NHS 'needs billions more funding'

Harwich and Manningtree Standard: Sir David Nicholson says the NHS will struggle to survive on recent austerity-driven budgets Sir David Nicholson says the NHS will struggle to survive on recent austerity-driven budgets

Vital, "painful" changes to the health service will need billions of pounds of extra funding if a revolution of the NHS is to be achieved during the next parliament, its outgoing chief executive said.

Sir David Nicholson, who steps down at the end of the month after eight years in charge and 36 years in the health service, warned that without the money the NHS will struggle to survive on recent austerity-driven budgets.

In an interview with the Guardian he called for a "change fund" on top of the health service's annual £110 billion budget to help pay for its reformation.

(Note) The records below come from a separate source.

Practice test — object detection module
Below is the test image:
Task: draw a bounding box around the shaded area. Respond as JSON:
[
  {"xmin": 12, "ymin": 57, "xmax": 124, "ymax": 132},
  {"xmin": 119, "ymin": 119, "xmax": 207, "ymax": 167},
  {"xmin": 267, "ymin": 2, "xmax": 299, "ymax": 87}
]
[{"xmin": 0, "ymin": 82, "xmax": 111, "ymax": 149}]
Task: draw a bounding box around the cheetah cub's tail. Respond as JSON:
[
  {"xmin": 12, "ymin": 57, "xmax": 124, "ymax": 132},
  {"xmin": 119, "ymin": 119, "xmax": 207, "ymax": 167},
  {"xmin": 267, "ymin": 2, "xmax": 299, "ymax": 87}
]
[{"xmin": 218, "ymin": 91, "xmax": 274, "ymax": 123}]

The industry-wide changes required would be "huge, massive (and) unprecedented", he said, and would be "painful for staff" and difficult for the public to accept.

But without them future NHS leaders would preside over a "managed decline".

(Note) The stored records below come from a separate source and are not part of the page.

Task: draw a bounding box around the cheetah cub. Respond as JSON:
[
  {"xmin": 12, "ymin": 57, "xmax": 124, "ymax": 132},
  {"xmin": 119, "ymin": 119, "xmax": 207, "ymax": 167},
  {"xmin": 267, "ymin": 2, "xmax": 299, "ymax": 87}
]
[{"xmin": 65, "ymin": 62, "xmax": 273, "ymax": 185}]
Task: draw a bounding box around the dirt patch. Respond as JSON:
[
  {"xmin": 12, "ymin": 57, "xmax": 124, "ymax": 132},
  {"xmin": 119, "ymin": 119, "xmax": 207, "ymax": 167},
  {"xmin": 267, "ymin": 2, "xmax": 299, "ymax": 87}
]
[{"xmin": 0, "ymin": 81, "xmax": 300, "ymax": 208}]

Sir David said: "I don't think the wheels are going to come off tomorrow. But we'll see a position where people have to reduce the number of nurses on the wards and have to reduce the drugs that we give to people.

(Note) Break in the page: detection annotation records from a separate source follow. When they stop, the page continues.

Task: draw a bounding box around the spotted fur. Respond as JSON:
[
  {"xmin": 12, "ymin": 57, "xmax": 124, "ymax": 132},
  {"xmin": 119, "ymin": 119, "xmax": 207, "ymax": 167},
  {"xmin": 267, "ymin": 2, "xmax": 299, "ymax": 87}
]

"I can see all of those things happening unless we embrace this change."

The reformation - to delivery of care rather than the structure of the health service - is vital to ensure the NHS can cope with increasing demand, he said.

Among the key changes is the need for a major centralisation of hospital services to improve quality of care.

Sir David suggested that instead of every hospital having a traditional accident and emergency unit, there would be "between 40 and 70 major emergency centres across the country, with all other centres feeding into them in a network".

That would not mean those other hospitals losing their emergency departments altogether, he said, but they would no longer deal with the most serious of cases.

"The others will (still) take 70% or 80% of the patients who currently turn up at A&E units and treat them as normal."

The 300 organisations that provide specialised NHS services, such as cardiac or cancer care or organ transplantation, should be reduced to between 15 and 30.

A large proportion of hospital care should also be transferred to community settings to help the NHS cope with an ageing population, a rise in patients with one or more long-term condition such as asthma or diabetes, and demand for new treatments. GP services should also be available every hour of every day.

Sir David told the Guardian: "We know this change can be done. And we know that more preventive work in the community reduces demand on hospitals and that concentrated specialised services leads to better outcomes for patients.

"But it's hard to imagine doing all those things without some financial flexibility to enable us to do that, some kind of change fund that would enable us to do that."

This extra money would allow existing hospitals to be run while new services are created in the community.

Sir David said that without the overhaul there could be a decline in quality in the NHS, which could lead to a collapse in public support for the health service and a rise in private healthcare.

He said it was "unavoidable" that the next government would have to find extra money to fund the changes.